C> Source: http://pkgs.fedoraproject.org/repo/pkgs/tesseract/tesseract-ocr-3.02.02.tar.gz/

 > Chinese font: http://pkgs.fedoraproject.org/repo/pkgs/tesseract-langpack/tesseract-ocr-3.02.chi_sim.tar.gz/

 > English font: http://pkgs.fedoraproject.org/repo/pkgs/tesseract/tesseract-ocr-3.02.eng.tar.gz/


second, Android-oriented tesseract tools


  Tess-two is a copy of Tesseract Tools for Android (tesseract-android-tools) and adds some features. Tesseract Tools for Android is a collection of Android APIs and build files for Tesseract OCR and Leptonica image processing libraries. The URL on GitHub is:

  Https://github.com/rmtheis/tess-two

about the Tess-two compilation process, you can refer to the above URL, according to my compilation experience, found that the implementation of "Android Update Project--path." "One step is to specify the--target option, whose parameters are obtained by the command" Android list targets "to the ID value, and then specified as follows (remember to connect your Android phone).

[Email protected]:/home/work/tess-two# android list targetsavailable Android targets:----------id:1 or "android-18"     name:android 4.3     Type:platform     API level:18     revision:1     skins:wvga854, WXGA800, WSVGA, WVGA800 (default), WQVGA400, WXGA720 , QVGA, WQVGA432, wxga800-7in, HVGA     abis:armeabi-v7a[email protected]:/home/work/tess-two# Android Update Project- -path. --target 1
The "1" is the value from the back of the ID. Then, follow the description on Tess-two GitHub and add to Eclispe.


Iii. Tess-two-based Android applications


 with the Tesseract library Tess-two for Android, the next step is to use the Android app to test and use. The ANDROID-OCR on GitHub is the application:

  Https://github.com/rmtheis/android-ocr

I test the use of the application from Mike_wong, referring to the article "Analysis of the Android OCR character recognition", the article contains the source code. After extracting the source and importing it into Eclipse, delete the "gen" directory in the directory and close the project and reopen it to regenerate the Gen directory and its contents. The source code already contains the libtess.so and liblept.so generated by the Tess-two compilation and contains the libjpeg.so. The only step before compiling and installing the app is to create the Tessdata directory in the SD directory of the target phone, adding the Chinese and English fonts described above to the directory, the "/sdcard/tessdata/" directory .

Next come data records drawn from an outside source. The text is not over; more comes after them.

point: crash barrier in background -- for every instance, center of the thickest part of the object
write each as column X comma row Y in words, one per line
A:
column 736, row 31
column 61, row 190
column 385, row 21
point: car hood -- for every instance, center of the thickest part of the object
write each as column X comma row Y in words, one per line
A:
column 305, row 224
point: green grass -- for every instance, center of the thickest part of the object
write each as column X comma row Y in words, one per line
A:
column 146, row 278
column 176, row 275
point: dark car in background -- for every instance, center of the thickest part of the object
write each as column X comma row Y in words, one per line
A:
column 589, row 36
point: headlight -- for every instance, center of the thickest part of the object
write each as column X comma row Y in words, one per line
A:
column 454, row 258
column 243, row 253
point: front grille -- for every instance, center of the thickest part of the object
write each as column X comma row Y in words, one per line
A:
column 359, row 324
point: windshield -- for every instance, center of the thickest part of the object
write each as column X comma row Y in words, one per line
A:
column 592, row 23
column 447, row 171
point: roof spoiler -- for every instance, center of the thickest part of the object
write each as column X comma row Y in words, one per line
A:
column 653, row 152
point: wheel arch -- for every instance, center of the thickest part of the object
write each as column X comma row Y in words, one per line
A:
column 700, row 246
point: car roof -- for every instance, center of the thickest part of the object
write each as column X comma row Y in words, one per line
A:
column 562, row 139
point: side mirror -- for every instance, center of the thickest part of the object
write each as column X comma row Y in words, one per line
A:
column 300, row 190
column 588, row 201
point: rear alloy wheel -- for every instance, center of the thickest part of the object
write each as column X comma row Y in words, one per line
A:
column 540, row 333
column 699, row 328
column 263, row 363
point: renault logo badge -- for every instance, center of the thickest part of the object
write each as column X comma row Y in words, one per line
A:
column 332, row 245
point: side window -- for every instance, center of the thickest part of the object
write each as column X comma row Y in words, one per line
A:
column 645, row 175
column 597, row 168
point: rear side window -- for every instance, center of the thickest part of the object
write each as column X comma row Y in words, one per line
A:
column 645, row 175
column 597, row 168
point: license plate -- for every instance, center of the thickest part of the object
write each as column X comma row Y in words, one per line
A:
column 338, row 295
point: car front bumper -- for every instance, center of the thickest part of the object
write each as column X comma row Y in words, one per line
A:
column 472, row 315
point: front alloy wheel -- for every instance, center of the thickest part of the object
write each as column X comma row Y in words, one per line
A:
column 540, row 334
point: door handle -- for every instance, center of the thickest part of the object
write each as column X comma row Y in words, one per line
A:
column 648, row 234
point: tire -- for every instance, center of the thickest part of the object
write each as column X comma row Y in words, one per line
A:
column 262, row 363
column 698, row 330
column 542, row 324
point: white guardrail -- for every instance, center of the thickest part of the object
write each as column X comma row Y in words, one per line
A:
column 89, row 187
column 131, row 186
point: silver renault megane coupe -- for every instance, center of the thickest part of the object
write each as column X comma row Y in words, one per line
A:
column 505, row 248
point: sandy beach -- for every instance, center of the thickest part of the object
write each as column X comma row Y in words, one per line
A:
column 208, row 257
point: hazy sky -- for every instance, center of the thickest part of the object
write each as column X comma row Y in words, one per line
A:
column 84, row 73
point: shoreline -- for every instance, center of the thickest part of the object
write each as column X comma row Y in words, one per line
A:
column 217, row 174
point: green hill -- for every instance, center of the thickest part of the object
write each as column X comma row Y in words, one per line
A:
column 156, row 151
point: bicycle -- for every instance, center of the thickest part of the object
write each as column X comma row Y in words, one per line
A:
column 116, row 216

 After testing, it is found that the running time of the algorithm is relatively slow, a paragraph of Chinese, processing time of about 20 seconds. Recognition accuracy is also relatively limited, in a photo of the text more than a long, the recognition accuracy has decreased, if the text is relatively small and relatively large, the accuracy is higher.


Appendix: Other Reference Articles


1. "Android OCR tesseract": http://www.cnblogs.com/hangxin1940/archive/2012/01/13/2321507.html

2. "Android Taiwan Tess-two's image recognition finally success": http://www.cnblogs.com/muyun/archive/2012/06/12/2546693.html

3. "Tesseract-ocr Training Method": http://my.oschina.net/lixinspace/blog/60124

4. Training methods of Tesseract 3 language data: http://blog.wudilabs.org/entry/f25efc5f/


Tesseract OCR-based text recognition Android application development data collation

Contact Us

The content source of this page is from Internet, which doesn't represent Alibaba Cloud's opinion; products and services mentioned on that page don't have any relationship with Alibaba Cloud. If the content of the page makes you feel confusing, please write us an email, we will handle the problem within 5 days after receiving your email.

If you find any instances of plagiarism from the community, please send an email to: info-contact@alibabacloud.com and provide relevant evidence. A staff member will contact you within 5 working days.

A Free Trial That Lets You Build Big!

Start building with 50+ products and up to 12 months usage for Elastic Compute Service

  • Sales Support

    1 on 1 presale consultation

  • After-Sales Support

    24/7 Technical Support 6 Free Tickets per Quarter Faster Response

  • Alibaba Cloud offers highly flexible support services tailored to meet your exact needs.